Ronaldo Vieira, engenheiro agrônomo do Grupo Franciosi, empresa que atua na produção de algodão e soja no oeste da Bahia e no Piauí, reiterou a importância dos investimentos em tecnologias agrícolas “Hoje, o algodão e a soja em sequeiro são produzidos em torno de 4.000 kg por hectare, sem ajuda de irrigação complementar; se você irrigar isso, a produção salta para 5.000 a 6.000kg. Diante disso, o que estamos fazendo? Para aumentar nossas produções de forma sustentável, o Grupo passou a instalar mais sistemas de irrigação complementares, aproveitando a água da chuva que se infiltra no lençol freático a serem utilizadas mesmo após o período das chuvas”.

Iniciativa que transforma: pioneirismo no oeste baiano

Entre os produtores clientes do BNB que se destacam está o Grupo Zanotto, referência no beneficiamento de algodão no oeste da Bahia. A Zanotto Cotton, empresa do grupo, é pioneira em modelo de produtividade e sustentabilidade, processando 15 mil toneladas de pluma por safra – o que equivale a lotar 18 estádios de futebol com capacidade para 50 mil torcedores. 

Essa eficiência é resultado de investimentos contínuos em tecnologia e maquinário modernos, que não só aumentam a produção, mas também geram emprego e renda na região. O algodão processado na unidade de beneficiamento passa por 17 etapas, desde a separação e limpeza até sua comercialização e exportação, com destino final aos mercados nacional e internacional, como China e Índia, maiores consumidores e compradores do insumo.

Cada fardo de pluma é identificado com etiquetas do Sistema Abrapa de Identificação (SAI), um código de barras único que funciona como um tipo de “CPF do algodão”, rastreando informações sobre a unidade produtiva, de beneficiamento e análise no laboratório HVI (High Volume Instrument) da Abapa, que apresenta as características em detalhes e garante a qualidade da pluma processada.

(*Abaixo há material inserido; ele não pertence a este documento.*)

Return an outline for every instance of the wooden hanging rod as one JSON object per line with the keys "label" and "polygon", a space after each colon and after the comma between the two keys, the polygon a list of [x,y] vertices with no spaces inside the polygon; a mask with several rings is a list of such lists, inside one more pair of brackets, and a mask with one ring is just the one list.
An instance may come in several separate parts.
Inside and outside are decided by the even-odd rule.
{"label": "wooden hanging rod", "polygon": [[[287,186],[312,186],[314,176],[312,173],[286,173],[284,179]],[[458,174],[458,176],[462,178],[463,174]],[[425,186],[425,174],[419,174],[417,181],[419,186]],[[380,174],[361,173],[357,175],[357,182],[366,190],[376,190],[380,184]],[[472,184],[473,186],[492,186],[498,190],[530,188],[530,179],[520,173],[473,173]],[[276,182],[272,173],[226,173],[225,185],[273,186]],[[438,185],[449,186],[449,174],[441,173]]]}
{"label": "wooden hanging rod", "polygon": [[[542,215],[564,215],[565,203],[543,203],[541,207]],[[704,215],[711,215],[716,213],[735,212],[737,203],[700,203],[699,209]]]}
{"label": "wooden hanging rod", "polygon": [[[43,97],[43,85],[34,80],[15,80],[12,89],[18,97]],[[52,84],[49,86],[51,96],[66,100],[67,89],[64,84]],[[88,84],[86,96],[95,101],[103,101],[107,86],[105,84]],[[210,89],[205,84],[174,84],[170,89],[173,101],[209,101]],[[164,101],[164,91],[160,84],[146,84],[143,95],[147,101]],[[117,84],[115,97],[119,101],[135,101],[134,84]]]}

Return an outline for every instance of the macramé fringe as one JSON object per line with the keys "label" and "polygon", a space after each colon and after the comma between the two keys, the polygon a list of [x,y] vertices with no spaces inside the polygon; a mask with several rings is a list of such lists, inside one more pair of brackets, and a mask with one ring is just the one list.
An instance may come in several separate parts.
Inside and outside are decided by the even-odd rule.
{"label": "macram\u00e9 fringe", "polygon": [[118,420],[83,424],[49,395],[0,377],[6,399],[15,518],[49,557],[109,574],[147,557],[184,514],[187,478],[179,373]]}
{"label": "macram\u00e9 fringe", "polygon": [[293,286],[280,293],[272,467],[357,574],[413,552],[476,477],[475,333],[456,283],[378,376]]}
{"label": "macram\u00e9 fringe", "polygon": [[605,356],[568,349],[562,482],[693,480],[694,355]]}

“O algodão que chega aqui passa por um rigoroso processo de beneficiamento. Nossa missão é tratá-lo da melhor forma, separando e limpando adequadamente, porque, às vezes, algo acontece na lavoura e, infelizmente, o material acaba sendo contaminado. Nesses casos, nossa função é separar e beneficiar da melhor maneira possível, além garantir que o produtor consiga comercializar seu algodão de maneira eficaz. Tudo que faz parte do processo de beneficiamento do algodão são aproveitados e nada é descartado”, explicou Fernanda Zanotto, diretora da unidade de beneficiamento da Zanotto Cotton.